Marketing Mentor – Peter Jones Website
Marketing Mentor News, Marketing Mentoring, Marketing Mentors Add commentsI’m always looking for ideas from people who have achived great things with their cpmpanies and Peter Jones from TVs Dragon’s Den certianly fits that catagory. He has a great website and business forum that I would highly reccomend at www.peterjones.tv which has some great articles. He acts as a mentoring figure to many and has some great ideas on marketing and many others. I have reproduced an article from his website here on the importance of imagination
Aged 12, I imagined what it would be like to run a tennis academy. When I was 16, my imagination ran riot when I gained experience from another coach during the summer holidays. It was enough to spur me into completing the Lawn Tennis Association’s coaching exams, which enabled me to set up my own academy. I made the most of my two interests: sport and economics. I followed my imagination.
Free thinking is vital in business. Daydreaming is good. Ideas are the seedlings of reality which need to be nurtured into real, living, breathing enterprises.
Being an entrepreneur means harnessing the power of your imagination constantly. Imagination has no boundaries or constraints. Great ideas are central to you and your business. Let your imagination breathe.
Ideas are everywhere. Use a variety of stimuli to help you capture them. Draw parallels from one object or idea to help you think through the workings of another idea. In doing so, you can turn an imaginative idea into a fully fledged fleshed out business.

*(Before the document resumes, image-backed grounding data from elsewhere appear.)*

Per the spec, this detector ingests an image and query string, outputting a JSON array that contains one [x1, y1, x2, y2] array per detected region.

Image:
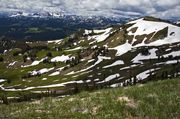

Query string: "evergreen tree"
[[23, 55, 28, 62], [0, 57, 3, 62], [133, 76, 137, 85], [46, 52, 53, 57], [1, 94, 9, 105]]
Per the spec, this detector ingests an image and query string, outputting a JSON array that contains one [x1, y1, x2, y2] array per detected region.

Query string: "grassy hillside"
[[0, 77, 180, 119], [0, 17, 180, 108]]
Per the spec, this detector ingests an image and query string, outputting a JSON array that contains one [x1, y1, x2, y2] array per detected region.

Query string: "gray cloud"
[[0, 0, 179, 19]]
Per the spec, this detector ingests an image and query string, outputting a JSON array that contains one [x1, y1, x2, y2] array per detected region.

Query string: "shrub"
[[7, 79, 12, 84], [141, 48, 150, 56], [43, 58, 50, 63], [0, 57, 3, 62], [23, 55, 28, 62], [46, 52, 53, 57], [13, 51, 21, 56]]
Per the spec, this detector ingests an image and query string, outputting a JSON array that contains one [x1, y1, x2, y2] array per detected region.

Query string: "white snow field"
[[51, 55, 74, 62]]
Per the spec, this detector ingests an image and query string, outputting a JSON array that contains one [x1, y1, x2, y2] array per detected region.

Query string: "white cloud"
[[0, 0, 179, 19], [155, 0, 179, 7]]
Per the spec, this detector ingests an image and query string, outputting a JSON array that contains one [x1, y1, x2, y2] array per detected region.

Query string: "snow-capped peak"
[[10, 12, 29, 17], [111, 17, 180, 56], [127, 18, 178, 36], [9, 11, 64, 18], [126, 17, 180, 44]]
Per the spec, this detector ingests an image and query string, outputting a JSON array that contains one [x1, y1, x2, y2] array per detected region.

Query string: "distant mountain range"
[[0, 13, 132, 41], [0, 11, 140, 19], [0, 11, 179, 41]]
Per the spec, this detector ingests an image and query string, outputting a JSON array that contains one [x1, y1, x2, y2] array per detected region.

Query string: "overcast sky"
[[0, 0, 179, 19]]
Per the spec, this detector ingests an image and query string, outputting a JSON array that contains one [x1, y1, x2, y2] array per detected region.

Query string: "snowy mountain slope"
[[0, 17, 180, 99], [126, 18, 180, 45], [83, 17, 180, 56]]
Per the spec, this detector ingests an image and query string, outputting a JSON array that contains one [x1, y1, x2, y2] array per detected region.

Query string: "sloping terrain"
[[0, 16, 180, 100], [0, 37, 29, 53], [0, 78, 180, 119]]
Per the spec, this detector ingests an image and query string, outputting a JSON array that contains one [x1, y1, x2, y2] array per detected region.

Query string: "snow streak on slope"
[[64, 56, 111, 76], [111, 40, 132, 56], [84, 28, 113, 43], [21, 57, 48, 67], [49, 71, 60, 76], [103, 60, 124, 68], [163, 51, 180, 58], [137, 68, 160, 80], [29, 68, 54, 76], [132, 48, 158, 64], [0, 79, 6, 83], [51, 55, 74, 62]]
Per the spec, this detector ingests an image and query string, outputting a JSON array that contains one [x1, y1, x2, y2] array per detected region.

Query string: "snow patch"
[[110, 82, 123, 88], [103, 60, 124, 68], [166, 60, 179, 64], [49, 71, 60, 76], [22, 57, 47, 67], [0, 79, 6, 83], [42, 78, 47, 81], [132, 48, 158, 63], [29, 67, 54, 76], [120, 64, 138, 70], [74, 56, 111, 74], [4, 50, 7, 53], [51, 55, 74, 62], [88, 59, 95, 63], [137, 68, 160, 80], [163, 51, 180, 58], [66, 47, 82, 51], [48, 39, 62, 44], [8, 61, 17, 66], [85, 28, 113, 43], [111, 40, 132, 56]]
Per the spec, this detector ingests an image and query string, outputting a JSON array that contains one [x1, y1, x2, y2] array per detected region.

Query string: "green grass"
[[0, 78, 180, 119], [26, 28, 44, 33]]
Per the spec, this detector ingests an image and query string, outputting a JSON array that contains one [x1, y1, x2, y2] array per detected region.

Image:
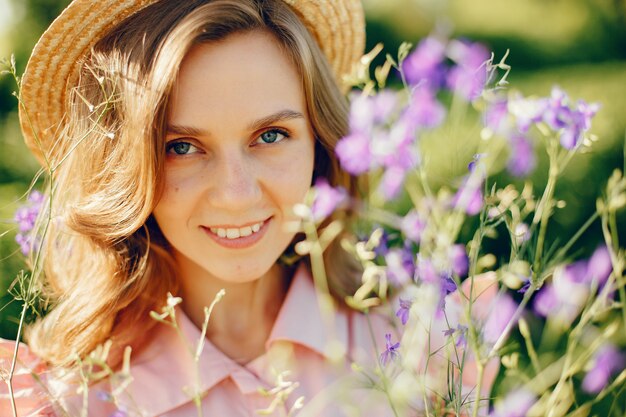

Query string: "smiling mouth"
[[204, 217, 271, 240], [201, 217, 271, 250], [209, 221, 263, 239]]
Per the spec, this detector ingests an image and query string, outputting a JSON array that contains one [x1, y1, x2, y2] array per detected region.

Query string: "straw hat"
[[19, 0, 365, 165]]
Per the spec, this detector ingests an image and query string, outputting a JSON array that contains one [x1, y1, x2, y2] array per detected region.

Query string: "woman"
[[1, 0, 397, 415]]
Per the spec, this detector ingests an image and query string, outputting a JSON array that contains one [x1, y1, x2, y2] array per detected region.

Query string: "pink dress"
[[1, 265, 399, 416]]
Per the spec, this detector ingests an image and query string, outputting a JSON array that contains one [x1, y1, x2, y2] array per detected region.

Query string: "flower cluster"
[[485, 86, 600, 177], [307, 32, 624, 417], [14, 191, 44, 256], [336, 90, 424, 200]]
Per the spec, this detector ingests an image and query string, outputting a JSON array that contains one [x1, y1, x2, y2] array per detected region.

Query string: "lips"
[[201, 217, 272, 249]]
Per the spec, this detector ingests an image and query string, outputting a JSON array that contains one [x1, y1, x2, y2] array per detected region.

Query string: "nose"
[[206, 150, 262, 211]]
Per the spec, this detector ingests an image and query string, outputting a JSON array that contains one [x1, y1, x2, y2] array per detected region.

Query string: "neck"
[[174, 255, 291, 364]]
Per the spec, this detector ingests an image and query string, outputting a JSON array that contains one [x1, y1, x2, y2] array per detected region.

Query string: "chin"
[[203, 258, 279, 284]]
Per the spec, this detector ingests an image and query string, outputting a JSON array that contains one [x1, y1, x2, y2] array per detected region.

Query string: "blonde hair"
[[26, 0, 361, 367]]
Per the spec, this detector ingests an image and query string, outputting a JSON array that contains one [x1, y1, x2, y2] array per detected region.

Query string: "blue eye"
[[256, 129, 289, 145], [166, 141, 198, 155]]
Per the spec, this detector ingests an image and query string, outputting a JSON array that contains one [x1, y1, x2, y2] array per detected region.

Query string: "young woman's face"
[[153, 30, 315, 283]]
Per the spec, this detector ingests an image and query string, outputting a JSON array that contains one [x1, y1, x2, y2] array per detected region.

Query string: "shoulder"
[[0, 339, 56, 416]]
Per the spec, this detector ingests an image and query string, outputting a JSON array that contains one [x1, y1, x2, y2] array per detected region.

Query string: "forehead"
[[168, 30, 305, 127]]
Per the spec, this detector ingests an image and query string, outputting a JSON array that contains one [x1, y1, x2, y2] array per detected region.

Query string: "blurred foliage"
[[1, 0, 625, 348]]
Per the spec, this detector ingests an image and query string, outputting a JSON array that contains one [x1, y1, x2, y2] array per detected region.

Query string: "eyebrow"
[[166, 109, 305, 136]]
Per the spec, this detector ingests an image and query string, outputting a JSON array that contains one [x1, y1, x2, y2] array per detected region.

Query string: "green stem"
[[533, 145, 559, 282], [471, 362, 485, 417], [520, 319, 542, 375], [7, 301, 29, 417], [601, 211, 626, 332], [609, 211, 620, 251], [365, 316, 400, 417]]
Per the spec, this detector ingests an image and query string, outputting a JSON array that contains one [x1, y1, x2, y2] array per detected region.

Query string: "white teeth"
[[226, 229, 240, 239], [209, 220, 265, 240]]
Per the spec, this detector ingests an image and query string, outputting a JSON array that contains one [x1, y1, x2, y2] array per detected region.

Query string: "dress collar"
[[265, 262, 350, 358], [116, 262, 350, 416]]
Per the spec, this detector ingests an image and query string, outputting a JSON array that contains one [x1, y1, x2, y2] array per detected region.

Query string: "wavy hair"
[[25, 0, 361, 367]]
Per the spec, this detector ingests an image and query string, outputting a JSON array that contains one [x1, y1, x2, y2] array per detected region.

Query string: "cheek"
[[272, 143, 315, 203], [153, 167, 204, 223], [160, 165, 207, 201]]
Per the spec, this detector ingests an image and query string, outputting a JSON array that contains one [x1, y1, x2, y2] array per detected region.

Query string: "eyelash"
[[165, 128, 291, 156], [253, 128, 290, 145]]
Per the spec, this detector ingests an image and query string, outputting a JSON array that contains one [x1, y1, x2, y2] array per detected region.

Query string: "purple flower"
[[378, 166, 407, 201], [453, 174, 484, 215], [443, 325, 468, 348], [336, 131, 372, 175], [349, 95, 375, 133], [491, 388, 536, 417], [377, 127, 420, 170], [379, 333, 400, 366], [402, 36, 447, 87], [448, 39, 490, 72], [533, 283, 560, 318], [372, 90, 399, 124], [395, 298, 412, 325], [534, 262, 590, 324], [28, 190, 44, 204], [448, 244, 469, 277], [483, 294, 518, 345], [587, 245, 612, 288], [455, 325, 468, 348], [385, 248, 415, 286], [507, 135, 536, 177], [403, 86, 446, 130], [541, 87, 599, 150], [562, 260, 588, 283], [15, 234, 33, 257], [508, 94, 547, 133], [443, 327, 455, 337], [310, 178, 348, 221], [415, 256, 439, 284], [542, 87, 572, 131], [14, 191, 44, 256], [582, 344, 625, 393], [400, 209, 426, 243], [373, 229, 389, 257], [442, 275, 457, 295], [576, 99, 600, 131], [559, 121, 582, 150], [438, 275, 458, 313], [484, 98, 512, 136], [416, 257, 457, 314], [447, 63, 486, 102], [446, 40, 490, 101], [109, 411, 128, 417], [14, 193, 42, 232]]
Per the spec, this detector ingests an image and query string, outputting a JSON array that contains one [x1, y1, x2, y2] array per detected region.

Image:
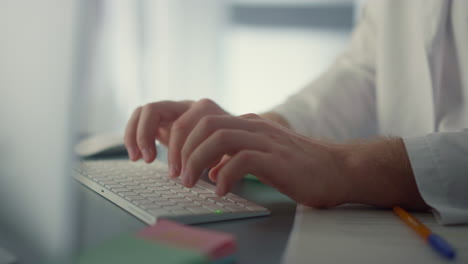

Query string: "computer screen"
[[0, 0, 85, 262]]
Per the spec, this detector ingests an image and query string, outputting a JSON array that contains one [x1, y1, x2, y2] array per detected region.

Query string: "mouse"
[[75, 131, 128, 158]]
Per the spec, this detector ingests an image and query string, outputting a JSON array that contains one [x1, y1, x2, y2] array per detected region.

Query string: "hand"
[[179, 113, 353, 207], [124, 99, 230, 177]]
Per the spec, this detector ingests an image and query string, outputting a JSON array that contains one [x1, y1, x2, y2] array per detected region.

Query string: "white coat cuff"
[[403, 136, 468, 225]]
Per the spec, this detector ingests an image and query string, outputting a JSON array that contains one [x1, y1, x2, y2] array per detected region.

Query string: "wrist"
[[344, 140, 402, 206], [326, 142, 360, 205], [341, 142, 374, 205], [338, 139, 399, 206], [341, 138, 429, 209]]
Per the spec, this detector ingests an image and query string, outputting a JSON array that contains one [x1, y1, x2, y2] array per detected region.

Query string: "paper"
[[78, 234, 207, 264], [79, 220, 236, 264], [282, 204, 468, 264], [138, 219, 236, 260]]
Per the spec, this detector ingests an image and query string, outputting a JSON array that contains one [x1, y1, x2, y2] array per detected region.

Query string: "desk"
[[78, 150, 297, 264], [0, 146, 296, 264]]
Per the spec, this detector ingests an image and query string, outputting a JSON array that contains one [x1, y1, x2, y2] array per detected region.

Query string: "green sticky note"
[[244, 174, 261, 182], [78, 234, 208, 264]]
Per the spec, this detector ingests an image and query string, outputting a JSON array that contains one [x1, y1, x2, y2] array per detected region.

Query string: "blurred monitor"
[[0, 0, 85, 262]]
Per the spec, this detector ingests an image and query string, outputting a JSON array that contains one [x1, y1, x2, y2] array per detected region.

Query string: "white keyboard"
[[74, 159, 270, 224]]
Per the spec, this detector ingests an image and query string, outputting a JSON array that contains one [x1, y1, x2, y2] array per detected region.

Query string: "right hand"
[[124, 99, 230, 177]]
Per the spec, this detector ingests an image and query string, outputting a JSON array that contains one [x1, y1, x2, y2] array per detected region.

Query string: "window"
[[80, 0, 357, 133]]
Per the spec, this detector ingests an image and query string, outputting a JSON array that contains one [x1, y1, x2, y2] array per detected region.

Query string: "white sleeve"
[[403, 130, 468, 225], [272, 2, 379, 141]]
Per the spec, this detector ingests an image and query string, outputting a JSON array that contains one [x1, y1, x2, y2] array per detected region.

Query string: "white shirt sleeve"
[[403, 130, 468, 225], [272, 2, 379, 141]]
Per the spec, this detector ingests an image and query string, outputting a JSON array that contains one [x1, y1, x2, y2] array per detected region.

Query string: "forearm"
[[342, 138, 430, 210], [257, 112, 428, 210]]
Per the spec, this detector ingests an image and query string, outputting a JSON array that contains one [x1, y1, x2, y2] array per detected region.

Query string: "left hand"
[[179, 113, 353, 208]]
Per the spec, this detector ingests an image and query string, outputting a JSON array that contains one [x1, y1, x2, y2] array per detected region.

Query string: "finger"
[[156, 123, 173, 146], [125, 101, 191, 161], [208, 155, 231, 182], [182, 129, 270, 187], [181, 115, 265, 171], [215, 150, 273, 196], [238, 113, 262, 120], [168, 99, 225, 178], [136, 104, 161, 163], [124, 106, 143, 161], [153, 100, 192, 146], [134, 101, 191, 163]]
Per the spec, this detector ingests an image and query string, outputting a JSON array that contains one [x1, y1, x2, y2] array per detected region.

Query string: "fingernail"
[[216, 185, 225, 196], [141, 148, 151, 162], [169, 164, 179, 178], [181, 169, 191, 187], [127, 146, 135, 160], [182, 173, 190, 187], [208, 169, 217, 182]]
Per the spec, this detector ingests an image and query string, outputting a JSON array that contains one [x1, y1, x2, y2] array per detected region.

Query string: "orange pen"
[[393, 206, 456, 260]]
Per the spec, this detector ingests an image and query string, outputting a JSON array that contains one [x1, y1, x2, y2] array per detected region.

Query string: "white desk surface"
[[283, 204, 468, 264]]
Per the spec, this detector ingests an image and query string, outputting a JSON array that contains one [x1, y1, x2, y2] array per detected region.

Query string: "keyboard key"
[[178, 202, 199, 208], [187, 207, 211, 214], [98, 180, 117, 185], [148, 196, 168, 202], [170, 209, 191, 216], [226, 195, 246, 202], [181, 192, 198, 197], [172, 198, 190, 203], [159, 182, 176, 188], [163, 205, 184, 211], [117, 191, 137, 197], [91, 174, 108, 179], [197, 200, 215, 205], [170, 187, 190, 193], [154, 190, 174, 195], [162, 194, 184, 199], [186, 196, 206, 201], [148, 186, 166, 191], [190, 188, 212, 194], [112, 187, 130, 193], [135, 179, 156, 184], [214, 201, 236, 207], [197, 181, 216, 189], [111, 175, 127, 180], [202, 204, 225, 212], [117, 180, 134, 185], [106, 184, 123, 189], [157, 200, 177, 206], [207, 197, 227, 202], [140, 192, 160, 198], [200, 193, 219, 199], [128, 185, 147, 190], [148, 209, 170, 216], [223, 205, 247, 212], [141, 203, 162, 210], [124, 195, 145, 201], [134, 189, 153, 194], [132, 200, 154, 206]]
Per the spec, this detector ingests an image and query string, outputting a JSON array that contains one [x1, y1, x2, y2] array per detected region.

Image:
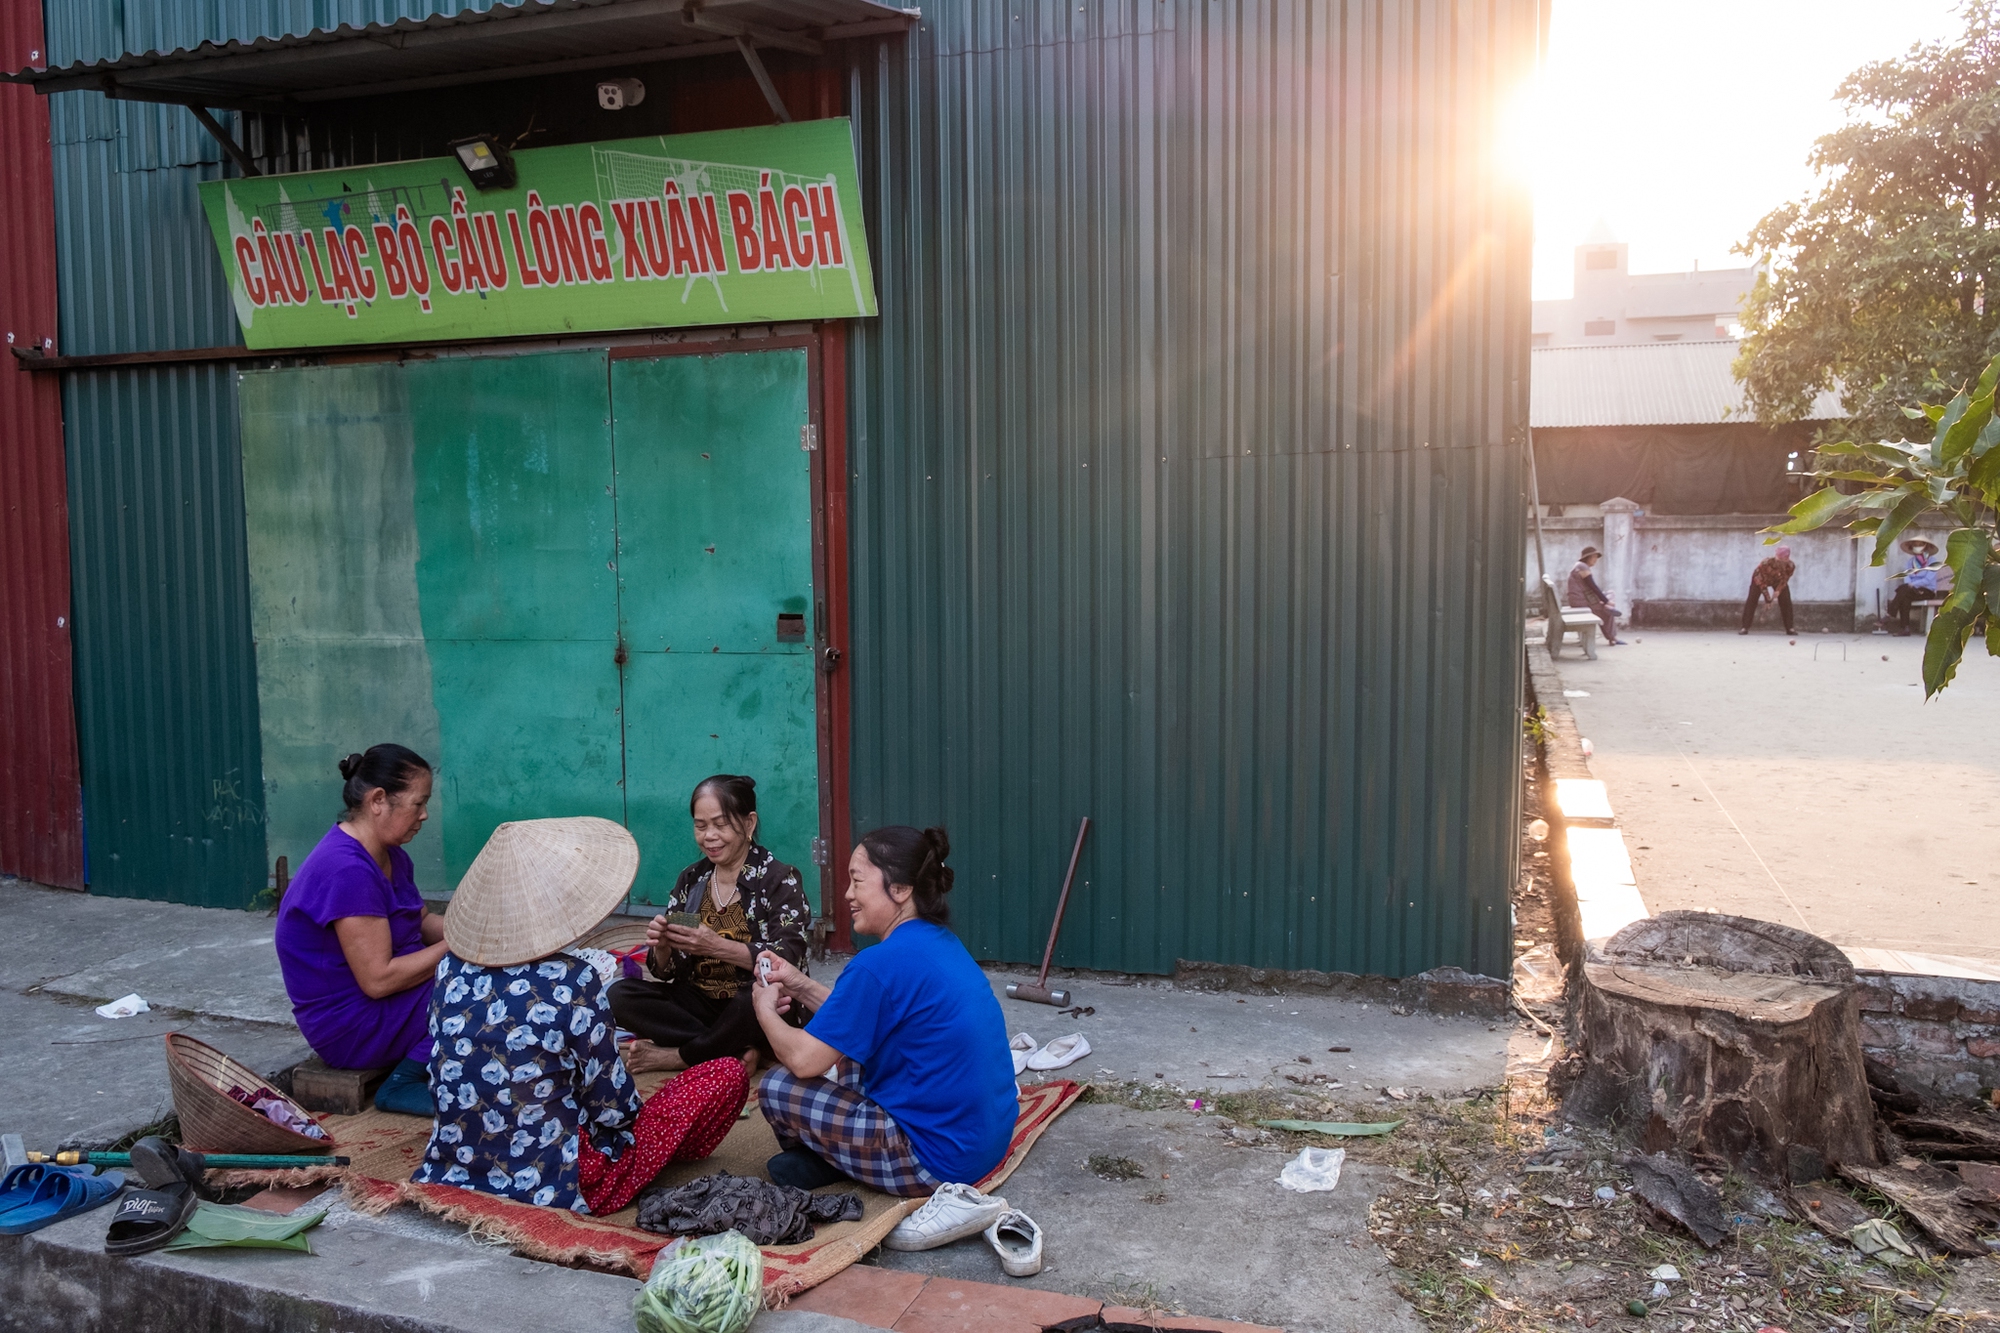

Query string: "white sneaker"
[[1009, 1032, 1038, 1076], [984, 1209, 1044, 1276], [1025, 1032, 1090, 1071], [883, 1182, 1009, 1251]]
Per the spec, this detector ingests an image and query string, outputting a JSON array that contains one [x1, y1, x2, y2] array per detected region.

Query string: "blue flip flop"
[[0, 1166, 125, 1235], [0, 1164, 94, 1221]]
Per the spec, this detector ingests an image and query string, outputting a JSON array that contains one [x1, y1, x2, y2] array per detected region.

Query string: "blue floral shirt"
[[412, 951, 639, 1212]]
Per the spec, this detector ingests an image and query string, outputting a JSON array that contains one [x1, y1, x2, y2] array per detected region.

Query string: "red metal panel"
[[0, 0, 84, 887]]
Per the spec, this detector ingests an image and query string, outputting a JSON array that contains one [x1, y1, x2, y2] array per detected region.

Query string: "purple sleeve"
[[300, 855, 395, 928]]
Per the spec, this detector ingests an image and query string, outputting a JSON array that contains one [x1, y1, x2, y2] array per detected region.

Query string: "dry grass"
[[1264, 1072, 2000, 1333]]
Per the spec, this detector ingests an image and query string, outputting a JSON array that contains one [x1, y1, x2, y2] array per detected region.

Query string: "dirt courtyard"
[[1546, 628, 2000, 965]]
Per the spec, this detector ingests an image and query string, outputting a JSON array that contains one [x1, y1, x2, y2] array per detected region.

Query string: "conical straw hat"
[[444, 817, 639, 967]]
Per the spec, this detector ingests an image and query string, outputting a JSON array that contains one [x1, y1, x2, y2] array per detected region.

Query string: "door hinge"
[[800, 424, 819, 452], [810, 835, 829, 868]]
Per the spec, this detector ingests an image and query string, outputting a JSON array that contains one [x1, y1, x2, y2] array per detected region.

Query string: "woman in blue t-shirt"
[[751, 826, 1017, 1196], [274, 744, 447, 1115]]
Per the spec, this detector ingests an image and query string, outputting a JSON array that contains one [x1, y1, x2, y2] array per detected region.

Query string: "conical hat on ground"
[[444, 817, 638, 967]]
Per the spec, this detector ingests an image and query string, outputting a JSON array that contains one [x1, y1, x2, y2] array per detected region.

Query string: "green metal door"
[[610, 350, 819, 905], [407, 351, 626, 884]]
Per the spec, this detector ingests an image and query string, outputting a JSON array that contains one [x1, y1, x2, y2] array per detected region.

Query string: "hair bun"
[[740, 775, 756, 790], [920, 827, 953, 893], [338, 752, 364, 781]]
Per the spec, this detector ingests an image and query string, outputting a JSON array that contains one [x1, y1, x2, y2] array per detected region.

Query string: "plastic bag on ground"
[[1277, 1146, 1345, 1192], [633, 1230, 764, 1333]]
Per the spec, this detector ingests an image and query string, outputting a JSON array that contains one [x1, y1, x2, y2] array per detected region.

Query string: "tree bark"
[[1560, 912, 1878, 1177]]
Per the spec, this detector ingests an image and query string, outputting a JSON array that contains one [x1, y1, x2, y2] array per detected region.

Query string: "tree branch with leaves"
[[1772, 354, 2000, 696], [1735, 2, 2000, 441]]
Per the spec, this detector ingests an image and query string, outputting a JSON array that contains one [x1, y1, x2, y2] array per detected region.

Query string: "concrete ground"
[[1548, 628, 2000, 962], [0, 876, 1511, 1332], [866, 1100, 1412, 1333]]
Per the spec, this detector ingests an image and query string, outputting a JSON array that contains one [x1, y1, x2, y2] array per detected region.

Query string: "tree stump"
[[1561, 912, 1878, 1176]]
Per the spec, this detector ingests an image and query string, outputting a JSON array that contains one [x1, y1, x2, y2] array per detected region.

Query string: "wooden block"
[[289, 1057, 391, 1115]]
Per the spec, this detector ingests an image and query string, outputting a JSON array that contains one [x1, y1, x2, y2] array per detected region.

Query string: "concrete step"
[[0, 1202, 874, 1333]]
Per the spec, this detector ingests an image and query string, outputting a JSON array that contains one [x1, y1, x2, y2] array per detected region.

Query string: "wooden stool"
[[289, 1057, 394, 1115]]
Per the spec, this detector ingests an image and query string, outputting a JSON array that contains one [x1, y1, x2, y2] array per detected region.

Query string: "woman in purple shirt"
[[275, 744, 447, 1115]]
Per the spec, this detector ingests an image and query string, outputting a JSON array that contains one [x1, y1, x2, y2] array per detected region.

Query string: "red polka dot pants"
[[578, 1057, 748, 1215]]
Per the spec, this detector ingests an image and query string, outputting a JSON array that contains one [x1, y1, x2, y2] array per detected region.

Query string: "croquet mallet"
[[1006, 816, 1092, 1007]]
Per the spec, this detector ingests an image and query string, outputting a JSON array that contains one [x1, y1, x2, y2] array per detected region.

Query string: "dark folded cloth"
[[632, 1170, 863, 1246]]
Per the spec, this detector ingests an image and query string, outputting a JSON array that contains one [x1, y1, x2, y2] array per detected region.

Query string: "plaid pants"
[[756, 1064, 941, 1197]]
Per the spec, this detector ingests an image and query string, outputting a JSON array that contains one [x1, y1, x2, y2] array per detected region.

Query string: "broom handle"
[[1034, 817, 1092, 989]]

Equally, ideas harvested by the imagination must be plausible, rather than total fantasy; believeable, rather than unlikely. For a dream to become reality, it must be real enough to believe in. So let the imagination run freely, without constraint, but still have viability in mind.
As the idea blossoms into a plausible business idea, it’s time to stop and stand back.
Entrepreneurs know when to stand back and review their ideas objectively. It’s vital to appraise ideas honestly. A common mistake is to believe there are no flaws in an idea whatsoever, which often means missing obvious problematic areas. There will be links in the chain to fix and potential problems to smooth over.
A good entrepreneur knows this, seeks out the missing pieces and focuses on the weaknesses of the idea as well as the strengths before fine tuning the idea and proceeding.